Vous êtes réputé pour ne rien lâcher. Un jour, vous avez tenu tête à Jean-Michel Aulas.Il avait appelé directement Didier Drogba pour lui dire de venir à Lyon. À ses débuts à Chelsea, il avait du mal à s’intégrer, donc à la fin de la première année, il est revenu à la charge.
Par respect, Didier lui a répondu : « Oui pourquoi pas, mais pour le moment je suis à Chelsea. Ce n’est pas facile, mais je sais que je vais retourner la situation en ma faveur. Mais bon si les deux clubs sont ok, appelez mon agent. » Aulas a dit qu’il ne m’appellerait pas parce que « je suis le pantin de Pape Diouf » . Lorsqu’il est venu me serrer la main, j’ai refusé. C’était en 2006 lors de la Coupe du monde. J’étais devant l’hôtel des Bleus, j’étais venu y récupérer mes places. Je lui ai rappelé au passage que « j’étais le pantin de Pape Diouf à qui il n’a pas voulu parler » .
Résultat ?Ça n’a pas dégénéré, mais il a compris qu’il était face à quelqu’un qui n’avait pas peur de lui dire ce qu’il pensait. Enfin, c’était à l’époque où Lyon était au sommet aussi.
S’occuper d’un joueur africain ou d’un européen, quelles différences ?Ce n’est pas la même approche, ils n’ont pas la même culture, ni les mêmes valeurs, mais on se retrouve toujours sur l’essentiel : l’accompagnement et essayer de faire les meilleurs choix sportifs. La différence se voit davantage par rapport à l’âge. Les joueurs de la génération Drogba étaient des amis avec qui je pouvais parler de tout. Aujourd’hui, cela pourrait être mes enfants. Ils m’appellent tonton ou papa. Je ne vais pas parler de gonzesses avec eux.
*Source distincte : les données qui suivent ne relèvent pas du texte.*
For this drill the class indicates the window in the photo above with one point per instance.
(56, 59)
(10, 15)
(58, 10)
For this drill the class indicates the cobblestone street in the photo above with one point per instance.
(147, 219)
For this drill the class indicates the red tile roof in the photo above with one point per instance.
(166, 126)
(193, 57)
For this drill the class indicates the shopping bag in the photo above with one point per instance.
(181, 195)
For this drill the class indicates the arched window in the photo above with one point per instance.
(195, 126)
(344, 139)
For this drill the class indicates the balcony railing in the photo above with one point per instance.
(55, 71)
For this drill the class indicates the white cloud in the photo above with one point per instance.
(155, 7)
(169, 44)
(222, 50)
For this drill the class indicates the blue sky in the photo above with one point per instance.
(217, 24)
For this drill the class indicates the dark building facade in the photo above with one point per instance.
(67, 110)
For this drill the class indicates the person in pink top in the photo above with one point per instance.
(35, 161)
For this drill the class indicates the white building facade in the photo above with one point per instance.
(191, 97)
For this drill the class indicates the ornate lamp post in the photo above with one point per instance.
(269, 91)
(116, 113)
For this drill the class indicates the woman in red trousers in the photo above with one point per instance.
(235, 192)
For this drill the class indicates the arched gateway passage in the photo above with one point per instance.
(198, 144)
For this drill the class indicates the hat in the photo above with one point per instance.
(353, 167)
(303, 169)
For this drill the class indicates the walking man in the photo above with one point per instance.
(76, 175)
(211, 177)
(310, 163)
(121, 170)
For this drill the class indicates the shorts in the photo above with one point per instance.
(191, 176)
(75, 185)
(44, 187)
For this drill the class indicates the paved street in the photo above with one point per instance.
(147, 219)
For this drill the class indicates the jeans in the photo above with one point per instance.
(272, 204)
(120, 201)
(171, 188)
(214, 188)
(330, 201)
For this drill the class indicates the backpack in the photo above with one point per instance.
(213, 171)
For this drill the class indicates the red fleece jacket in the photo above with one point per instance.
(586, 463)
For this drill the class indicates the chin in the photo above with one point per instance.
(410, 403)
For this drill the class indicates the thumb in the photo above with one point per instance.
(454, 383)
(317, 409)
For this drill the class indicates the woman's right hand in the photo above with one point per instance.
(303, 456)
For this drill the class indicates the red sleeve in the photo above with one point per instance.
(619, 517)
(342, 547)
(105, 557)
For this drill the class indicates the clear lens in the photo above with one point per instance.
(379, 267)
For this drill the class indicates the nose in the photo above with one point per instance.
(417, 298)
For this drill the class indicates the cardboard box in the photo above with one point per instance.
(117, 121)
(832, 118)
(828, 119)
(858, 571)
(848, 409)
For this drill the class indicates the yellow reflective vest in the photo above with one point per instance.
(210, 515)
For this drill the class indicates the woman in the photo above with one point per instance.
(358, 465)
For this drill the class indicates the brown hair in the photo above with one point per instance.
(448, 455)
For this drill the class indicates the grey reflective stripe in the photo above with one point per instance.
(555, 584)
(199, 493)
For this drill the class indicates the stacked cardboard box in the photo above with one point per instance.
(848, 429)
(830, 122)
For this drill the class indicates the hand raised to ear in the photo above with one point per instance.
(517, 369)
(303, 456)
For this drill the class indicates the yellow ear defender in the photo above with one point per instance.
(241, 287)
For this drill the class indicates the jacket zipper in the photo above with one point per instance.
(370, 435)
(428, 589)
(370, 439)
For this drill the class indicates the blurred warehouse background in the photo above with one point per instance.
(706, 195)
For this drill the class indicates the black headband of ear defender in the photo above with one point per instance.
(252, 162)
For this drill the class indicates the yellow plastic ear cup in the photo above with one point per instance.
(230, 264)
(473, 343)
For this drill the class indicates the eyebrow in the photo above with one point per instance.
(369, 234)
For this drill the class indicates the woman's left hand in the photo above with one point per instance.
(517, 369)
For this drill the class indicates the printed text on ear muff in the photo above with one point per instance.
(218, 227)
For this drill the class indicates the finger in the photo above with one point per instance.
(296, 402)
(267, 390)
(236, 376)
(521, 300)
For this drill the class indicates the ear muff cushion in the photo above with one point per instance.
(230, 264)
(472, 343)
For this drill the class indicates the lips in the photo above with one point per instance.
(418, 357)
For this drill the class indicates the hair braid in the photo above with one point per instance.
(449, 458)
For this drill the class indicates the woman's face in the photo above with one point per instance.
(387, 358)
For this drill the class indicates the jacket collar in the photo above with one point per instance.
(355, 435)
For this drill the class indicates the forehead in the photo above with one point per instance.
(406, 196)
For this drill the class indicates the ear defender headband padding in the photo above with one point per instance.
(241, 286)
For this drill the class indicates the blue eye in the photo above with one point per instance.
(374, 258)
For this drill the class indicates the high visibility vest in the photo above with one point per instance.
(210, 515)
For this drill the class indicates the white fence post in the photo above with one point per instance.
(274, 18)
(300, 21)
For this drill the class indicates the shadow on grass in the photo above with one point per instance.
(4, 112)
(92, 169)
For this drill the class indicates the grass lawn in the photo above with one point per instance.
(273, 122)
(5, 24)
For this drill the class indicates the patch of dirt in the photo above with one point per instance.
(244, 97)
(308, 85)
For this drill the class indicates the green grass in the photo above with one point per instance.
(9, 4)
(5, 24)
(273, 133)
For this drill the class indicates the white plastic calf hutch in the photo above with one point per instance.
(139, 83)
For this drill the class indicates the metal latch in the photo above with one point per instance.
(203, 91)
Lorsqu’un binational vous demande conseil sur la sélection qu’il doit choisir, que lui répondez-vous ?Un jeune de 17 ans binational qui veut jouer pour l’équipe nationale sénégalaise, ivoirienne ou malienne, je lui demande toujours de patienter et de penser avant tout à faire décoller sa carrière. Je ne prends pas de risques. Je le laisse jouer avec l’équipe de France. Au-delà de 22 ans, s’il n’a que peu de chance de jouer avec les Bleus, autant le réorienter pour qu’il ait une carrière internationale. Didier Drogba, c’est aussi grâce à la Côte d’Ivoire qu’il a cette aura.
Si l’équipe du Sénégal était composée essentiellement de binationaux, ne risquerait-elle pas de perdre son identité ?Si les joueurs sont sénégalais, qu’ils ont un caractère de Sénégalais, la question ne se pose pas. Par exemple, Issiar Dia est né en France, mais qu’est-ce que les Sénégalais peuvent lui reprocher ? Il a toujours mouillé le maillot. En plein regroupement de l’équipe de France U19 ou U20, il a décidé de représenter le Sénégal. On ne l’a même pas démarché. C’était un choix personnel.
La FIFA a décidé d’abandonner le système des licences d’agents. Quelles répercussions ?C’est la porte ouverte à tous les débordements. La FIFA a essayé de se dessaisir d’un problème qui commençait à être récurrent.
Il y avait trop de plaintes émanant des agents et des clubs, mais ça n’a que des effets négatifs. Aujourd’hui, la Fédération française maintient la licence, mais en dehors, tout le monde peut travailler. Les avocats quittent le barreau pour devenir agents. La FIFA a foutu un vrai bordel. Nous, agents officiels qui travaillons depuis des années, sommes confrontés à une nouvelle vague d’individus sans foi ni loi qui essaient de foutre la merde. Malheureusement c’est comme ça, il faut faire avec, mais la FIFA a fui ses responsabilités sur ce dossier.